For the first time in a while, beekeepers have some encouraging news about bee populations, but it is still a far cry from victory in researchers’ eyes.
The preliminary results of the annual nationwide survey conducted by the Bee Informed Partnership shows that from April 2016 to April 2017 beekeepers lost 33 percent of their honeybee colonies.
These total annual losses, along with summer loss and winter loss, are an improvement compared to last year. Last year’s annual loss rates made multiple headlines with beekeepers losing 44 percent of their hives, while over the winter they lost 28 percent of their colonies.
The total annual losses are the lowest they’ve been since 2011-12, while the winter loss of 21 percent is at its lowest level since 2006-07 when the survey started.
The U.S. government has a goal of keeping winter loss under 15 percent, but this has yet to be met since the survey has begun.
“While it is encouraging that the losses are lower than in the past, I would stop short of calling this ‘good’ news,” Dennis vanEngelsdorp, an assistant professor of entomology at the University of Maryland and project director for the Bee Informed Partnership told Phys.org. “Colony loss of more than 30 percent over the entire year is high. It’s hard to imagine any other agricultural sector being able to stay in business with such consistently high losses.”
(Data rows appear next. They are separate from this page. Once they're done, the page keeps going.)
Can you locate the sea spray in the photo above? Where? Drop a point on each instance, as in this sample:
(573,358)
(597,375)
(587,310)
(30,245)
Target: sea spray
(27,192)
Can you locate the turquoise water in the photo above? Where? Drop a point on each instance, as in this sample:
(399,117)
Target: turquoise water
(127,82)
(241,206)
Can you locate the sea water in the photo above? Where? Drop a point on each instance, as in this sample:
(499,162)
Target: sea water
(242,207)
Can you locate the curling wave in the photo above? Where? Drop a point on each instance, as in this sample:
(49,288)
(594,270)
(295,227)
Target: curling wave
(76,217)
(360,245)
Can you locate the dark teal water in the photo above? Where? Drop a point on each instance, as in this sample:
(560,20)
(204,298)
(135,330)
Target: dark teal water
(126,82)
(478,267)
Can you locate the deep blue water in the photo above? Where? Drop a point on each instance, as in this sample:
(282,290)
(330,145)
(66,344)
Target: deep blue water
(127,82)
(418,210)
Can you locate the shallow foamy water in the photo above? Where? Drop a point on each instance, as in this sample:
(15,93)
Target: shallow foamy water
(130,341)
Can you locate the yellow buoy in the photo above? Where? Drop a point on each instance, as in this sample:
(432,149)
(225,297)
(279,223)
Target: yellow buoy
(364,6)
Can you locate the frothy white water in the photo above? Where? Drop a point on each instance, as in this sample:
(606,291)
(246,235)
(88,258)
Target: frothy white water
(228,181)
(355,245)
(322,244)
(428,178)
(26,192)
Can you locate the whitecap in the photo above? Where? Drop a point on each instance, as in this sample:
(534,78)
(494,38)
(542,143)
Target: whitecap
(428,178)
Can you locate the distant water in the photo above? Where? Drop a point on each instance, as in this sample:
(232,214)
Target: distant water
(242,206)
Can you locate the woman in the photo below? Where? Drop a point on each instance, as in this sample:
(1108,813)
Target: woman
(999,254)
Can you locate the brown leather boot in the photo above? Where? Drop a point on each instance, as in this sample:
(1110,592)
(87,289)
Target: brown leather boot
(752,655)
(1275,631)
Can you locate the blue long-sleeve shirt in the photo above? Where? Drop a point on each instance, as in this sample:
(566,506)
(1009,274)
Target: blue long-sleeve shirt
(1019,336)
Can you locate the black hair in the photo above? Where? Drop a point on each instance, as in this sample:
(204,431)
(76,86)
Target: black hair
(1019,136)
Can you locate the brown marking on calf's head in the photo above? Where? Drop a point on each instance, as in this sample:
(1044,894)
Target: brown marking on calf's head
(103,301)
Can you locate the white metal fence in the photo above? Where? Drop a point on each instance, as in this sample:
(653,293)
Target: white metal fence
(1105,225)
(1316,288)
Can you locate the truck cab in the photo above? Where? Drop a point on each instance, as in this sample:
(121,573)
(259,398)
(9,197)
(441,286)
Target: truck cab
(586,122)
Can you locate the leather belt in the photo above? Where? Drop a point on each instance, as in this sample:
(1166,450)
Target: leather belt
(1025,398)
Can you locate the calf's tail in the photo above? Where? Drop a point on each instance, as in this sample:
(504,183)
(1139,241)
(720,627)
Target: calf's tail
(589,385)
The survey asks for both commercial and small-scale beekeepers to track their hives’ survival rates. From all 50 states and the District of Columbia, more than 4,900 responded to the survey. These beekeepers manage about 13 percent of the nation’s 2.78 million honeybee colonies.
While it has been known that there are multiple factors affecting the bees’ health, some of the top problems have been parasites and diseases, with the varroa mite in particular.
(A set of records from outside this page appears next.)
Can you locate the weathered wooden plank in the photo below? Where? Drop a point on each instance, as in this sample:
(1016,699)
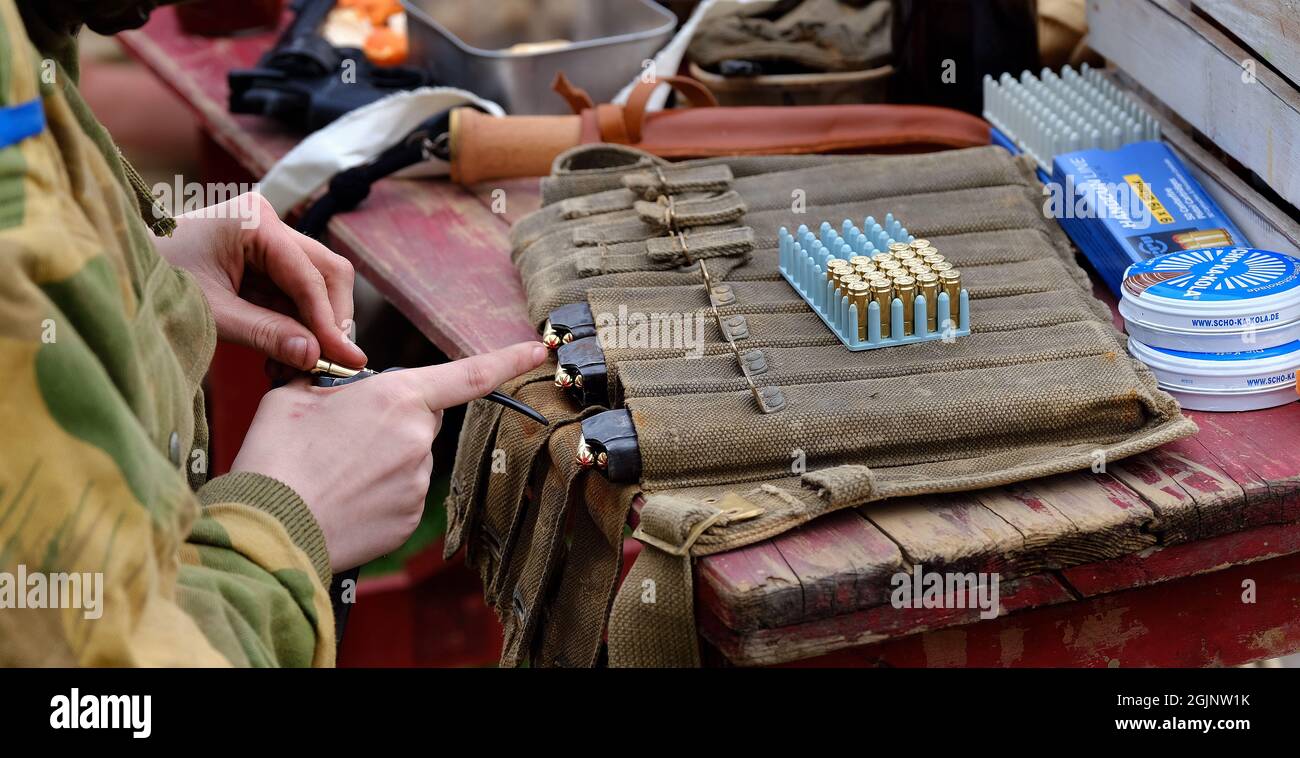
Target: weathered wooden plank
(1070,519)
(511,199)
(1238,457)
(1191,498)
(1201,557)
(948,533)
(1269,27)
(1255,116)
(774,646)
(744,587)
(843,562)
(1196,620)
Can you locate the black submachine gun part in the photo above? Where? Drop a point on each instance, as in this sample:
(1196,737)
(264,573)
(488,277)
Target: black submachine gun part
(307,82)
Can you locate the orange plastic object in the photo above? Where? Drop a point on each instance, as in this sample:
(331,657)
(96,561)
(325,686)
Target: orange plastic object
(386,47)
(377,11)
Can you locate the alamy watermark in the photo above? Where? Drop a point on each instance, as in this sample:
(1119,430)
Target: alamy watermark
(63,589)
(935,589)
(640,330)
(103,711)
(237,200)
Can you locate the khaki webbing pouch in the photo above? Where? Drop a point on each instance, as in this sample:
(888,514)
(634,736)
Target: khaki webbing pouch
(755,419)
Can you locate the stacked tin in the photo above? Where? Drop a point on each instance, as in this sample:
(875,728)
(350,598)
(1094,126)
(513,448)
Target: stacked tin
(1218,326)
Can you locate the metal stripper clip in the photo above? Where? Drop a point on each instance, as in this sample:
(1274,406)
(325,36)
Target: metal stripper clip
(609,444)
(581,372)
(568,323)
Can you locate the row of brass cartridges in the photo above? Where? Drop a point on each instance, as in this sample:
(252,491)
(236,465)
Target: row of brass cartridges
(906,271)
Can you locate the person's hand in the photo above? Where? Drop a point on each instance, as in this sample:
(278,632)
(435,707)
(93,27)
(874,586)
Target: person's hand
(360,454)
(269,287)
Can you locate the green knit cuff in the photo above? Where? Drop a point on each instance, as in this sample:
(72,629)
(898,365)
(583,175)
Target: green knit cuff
(280,501)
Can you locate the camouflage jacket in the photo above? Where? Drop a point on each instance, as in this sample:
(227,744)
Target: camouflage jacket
(103,438)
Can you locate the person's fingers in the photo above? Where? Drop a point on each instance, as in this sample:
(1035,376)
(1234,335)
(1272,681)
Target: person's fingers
(458,382)
(338,276)
(294,272)
(274,334)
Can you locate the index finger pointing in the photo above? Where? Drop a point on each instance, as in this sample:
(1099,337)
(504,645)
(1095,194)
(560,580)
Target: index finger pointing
(458,382)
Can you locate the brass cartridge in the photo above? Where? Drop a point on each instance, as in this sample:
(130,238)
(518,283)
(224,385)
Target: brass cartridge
(882,291)
(859,294)
(836,273)
(950,281)
(1203,238)
(905,289)
(928,286)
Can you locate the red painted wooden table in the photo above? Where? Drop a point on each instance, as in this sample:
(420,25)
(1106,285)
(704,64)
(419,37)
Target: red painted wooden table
(1188,555)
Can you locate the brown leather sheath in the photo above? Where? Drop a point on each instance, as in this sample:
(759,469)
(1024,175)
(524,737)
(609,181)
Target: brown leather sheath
(489,147)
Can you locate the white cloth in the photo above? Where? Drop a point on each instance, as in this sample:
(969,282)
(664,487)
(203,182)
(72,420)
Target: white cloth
(359,137)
“Many backyard beekeepers don’t have any varroa control strategies in place,” Nathalie Steinhauer, a graduate student in the University of Maryland Department of Entomology who leads the data collection efforts for the annual survey, told the Bee Informed Partnership. “We think this results in colonies collapsing and spreading mites to neighboring colonies that are otherwise well managed for mites. We are seeing more evidence to suggest that good beekeepers who take the right steps to control mites are losing colonies in this way, through no fault of their own.”
In the fall months of 2016, it was noted that the mite levels were lower than in past years. Researchers suspect that this is thanks to greater beekeeper vigilance and proper control measures. Also, mild temperatures across the country allowed certain control products to last longer than normal.
Researchers admit that the matter is complex and there are still multiple ways to improve, including poor nutrition and pesticide exposure.
“Bees are good indicators of the health of the landscape as a whole,” Steinhauer told Phys.org. “Honeybees are strongly affected by the quality of their environment, including flower diversity, contaminants and pests. To keep healthy bees, you need a good environment and you need your neighbors to keep healthy bees. Honeybee health is a community matter.”